[Date Prev][Date Next] [Chronological] [Thread] [Top]

(ITS#6648) Syncrepl cold refresh fails with mirrormode supplier



Full_Name: Andrew Findlay
Version: 2.4.23
OS: OpenSuSE 11.1
URL: ftp://ftp.openldap.org/incoming/ajf-syncrepl-config-20100915a.tgz
Submission from: (NULL) (88.97.25.132)


When a read-only consumer server uses one peer of a mirrormode pair as its
supplier, there is a case where the initial refresh phase of the synchronisation
loses deletions.

This is very similar to the case where a single master server has its serverID
changed between taking a slapcat backup to LDIF and bringing up a consumer
server fom that LDIF file. See this thread for some background:
http://www.openldap.org/lists/openldap-technical/201009/msg00193.html

The problem occurs when a deletion was originated on a server whose serverID
does not match the serverID of the supplier when a new consumer is brought up.
It is masked by the volatile syncprov-sessionlog if the deletion is still in the
provider's log, which is why the instructions below stop and start the servers
so much.

I have uploaded the configs and data files for this to ftp.openldap.org.
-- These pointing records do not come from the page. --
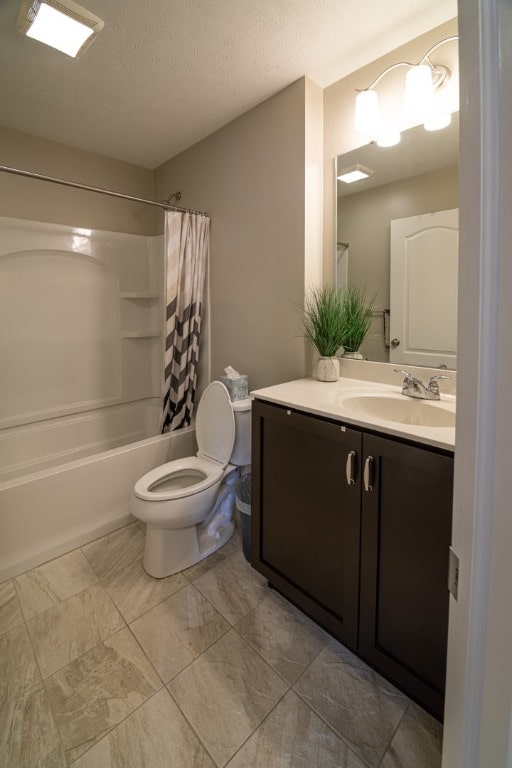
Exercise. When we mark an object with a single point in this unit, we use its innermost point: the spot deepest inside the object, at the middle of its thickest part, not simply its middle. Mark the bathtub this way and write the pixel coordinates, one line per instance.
(53, 502)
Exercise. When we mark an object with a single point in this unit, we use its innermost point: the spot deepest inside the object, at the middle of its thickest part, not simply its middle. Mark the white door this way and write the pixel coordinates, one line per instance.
(423, 289)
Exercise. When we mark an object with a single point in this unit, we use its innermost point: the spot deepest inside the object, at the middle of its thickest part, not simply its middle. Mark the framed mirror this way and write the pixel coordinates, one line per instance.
(397, 235)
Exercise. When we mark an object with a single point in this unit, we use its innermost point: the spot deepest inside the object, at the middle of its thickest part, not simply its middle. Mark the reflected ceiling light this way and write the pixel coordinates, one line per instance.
(422, 82)
(354, 173)
(61, 24)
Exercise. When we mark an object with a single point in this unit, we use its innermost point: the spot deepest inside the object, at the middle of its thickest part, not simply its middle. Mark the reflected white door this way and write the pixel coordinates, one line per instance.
(423, 289)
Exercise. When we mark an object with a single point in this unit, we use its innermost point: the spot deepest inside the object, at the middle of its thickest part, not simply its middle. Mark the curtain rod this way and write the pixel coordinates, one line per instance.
(41, 177)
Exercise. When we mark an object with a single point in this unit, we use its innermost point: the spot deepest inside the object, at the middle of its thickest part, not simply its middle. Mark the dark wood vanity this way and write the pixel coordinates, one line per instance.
(354, 527)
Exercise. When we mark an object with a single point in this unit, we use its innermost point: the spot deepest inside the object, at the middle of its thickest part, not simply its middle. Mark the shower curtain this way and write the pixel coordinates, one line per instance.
(186, 253)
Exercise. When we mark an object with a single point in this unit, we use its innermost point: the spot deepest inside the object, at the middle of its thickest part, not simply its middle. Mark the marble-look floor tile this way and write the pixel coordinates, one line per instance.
(286, 638)
(225, 694)
(10, 610)
(135, 592)
(362, 707)
(233, 587)
(69, 629)
(96, 692)
(18, 668)
(178, 630)
(53, 582)
(417, 742)
(155, 736)
(28, 736)
(203, 566)
(293, 736)
(116, 550)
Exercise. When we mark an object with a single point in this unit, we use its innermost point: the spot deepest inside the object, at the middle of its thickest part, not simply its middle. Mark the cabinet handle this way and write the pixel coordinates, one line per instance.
(349, 467)
(368, 474)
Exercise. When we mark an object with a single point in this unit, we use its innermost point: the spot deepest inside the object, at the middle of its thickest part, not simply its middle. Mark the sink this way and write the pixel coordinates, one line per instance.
(421, 413)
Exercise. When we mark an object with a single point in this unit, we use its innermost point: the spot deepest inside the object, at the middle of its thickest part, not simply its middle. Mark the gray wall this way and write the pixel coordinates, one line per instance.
(24, 198)
(250, 178)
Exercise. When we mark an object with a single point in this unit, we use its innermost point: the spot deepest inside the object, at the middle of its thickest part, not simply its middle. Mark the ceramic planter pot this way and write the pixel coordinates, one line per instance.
(328, 369)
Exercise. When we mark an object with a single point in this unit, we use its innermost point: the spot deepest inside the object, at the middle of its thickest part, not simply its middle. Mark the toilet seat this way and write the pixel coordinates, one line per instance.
(209, 473)
(215, 432)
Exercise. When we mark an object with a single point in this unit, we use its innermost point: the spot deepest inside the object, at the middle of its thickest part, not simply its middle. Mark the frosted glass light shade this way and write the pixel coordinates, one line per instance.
(367, 112)
(418, 90)
(61, 24)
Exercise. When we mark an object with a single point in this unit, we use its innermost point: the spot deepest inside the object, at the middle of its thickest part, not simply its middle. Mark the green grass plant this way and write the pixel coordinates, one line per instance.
(357, 316)
(323, 319)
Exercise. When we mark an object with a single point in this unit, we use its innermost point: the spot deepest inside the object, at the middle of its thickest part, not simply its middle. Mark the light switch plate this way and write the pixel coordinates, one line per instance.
(453, 574)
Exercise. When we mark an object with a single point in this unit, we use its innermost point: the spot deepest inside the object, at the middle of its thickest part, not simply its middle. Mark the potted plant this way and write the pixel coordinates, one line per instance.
(357, 318)
(324, 327)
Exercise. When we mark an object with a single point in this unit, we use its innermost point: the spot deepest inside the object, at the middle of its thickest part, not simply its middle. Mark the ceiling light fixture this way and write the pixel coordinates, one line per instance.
(354, 173)
(61, 24)
(422, 84)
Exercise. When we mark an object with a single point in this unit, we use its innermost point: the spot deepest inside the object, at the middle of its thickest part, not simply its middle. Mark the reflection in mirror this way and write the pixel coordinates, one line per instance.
(397, 234)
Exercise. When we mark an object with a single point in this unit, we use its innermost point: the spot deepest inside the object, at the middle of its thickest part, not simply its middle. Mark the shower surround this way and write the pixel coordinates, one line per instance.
(81, 319)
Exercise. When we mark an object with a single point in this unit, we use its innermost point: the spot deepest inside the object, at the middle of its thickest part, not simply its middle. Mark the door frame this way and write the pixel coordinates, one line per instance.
(478, 730)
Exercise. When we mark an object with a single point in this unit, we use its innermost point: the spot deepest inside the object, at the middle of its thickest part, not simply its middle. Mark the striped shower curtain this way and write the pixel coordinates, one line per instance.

Case 1: serverID of supplier server changes during the creation of a consumer:

people.ldif contains entries #1, #2, #3, #4 under dc=people,dc=example,dc=org

1)      Load people.ldif into empty master server
2)      Start master                              
3)      Stop master                               
4)      Dump master DB using slapcat > m1.ldif    
5)      Start master                              
6)      Delete entry#1                            
7)      Stop master                               
8)      change master serverID                    
9)      Start master                              
10)     Dump master DB using slapcat > m2.ldif    
11)     Delete entry#2                            
11a)            Stop master                       
11b)            Start master                      
12)     Load m1.ldif into empty consumer server   
13)     Start consumer                            
14)     Check ContextCSN matches on each server   
15)     Check for Entry#1 Entry#2 Entry#3         

If 11a/b are run:
        Entry#1 and Entry#2 are still found on the consumer

If 11a/b are not run:
        Entry#1 is still found on the consumer
        Entry#2 is deleted - presumably because it was in the volatile
sessionlog


Case 2: mirrormode pair supplying read-only consumer:

1)      Load people.ldif into empty peer server with serverID 1
2)      Start peer 1                                            
3)      Start peer 2 and allow it to sync up                    
4)      Stop peer 1                                             
4)      Dump peer 1 DB using slapcat > p1.ldif
5)      Start peer 1
6)      Delete entry#1 on peer 1
7)      Delete entry#2 on peer 2
8)      Verify that both entries have gone on both servers
9)      Stop both peer servers (this clears the volatile syncrepl-sessionlog)
10)     Start peer 1 and peer 2
11)     Load p1.ldif into empty consumer server (which is configured to sync
from peer 1)
12)     Start consumer
13)     Check ContextCSN matches on each server
14)     Check for Entry#1 Entry#2 Entry#3 on all servers

Entries #1 and #2 have gone on both mirrormode peers
Entries #1 and #2 are still present on the consumer
The consumer only has a ContextCSN value from peer 1

15)     Restart the consumer server

The consumer now has both ContextCSN values but it still has entries #1 and #2

16)     Delete Entry #3 on peer 1
17)     Check for entry #3 on all servers

Correctly deleted

18)     Delete Entry #4 on peer 2
19)     Check for entry #3 on all servers

Correctly deleted

Entries #1 and #2 are still present on the consumer


Andrew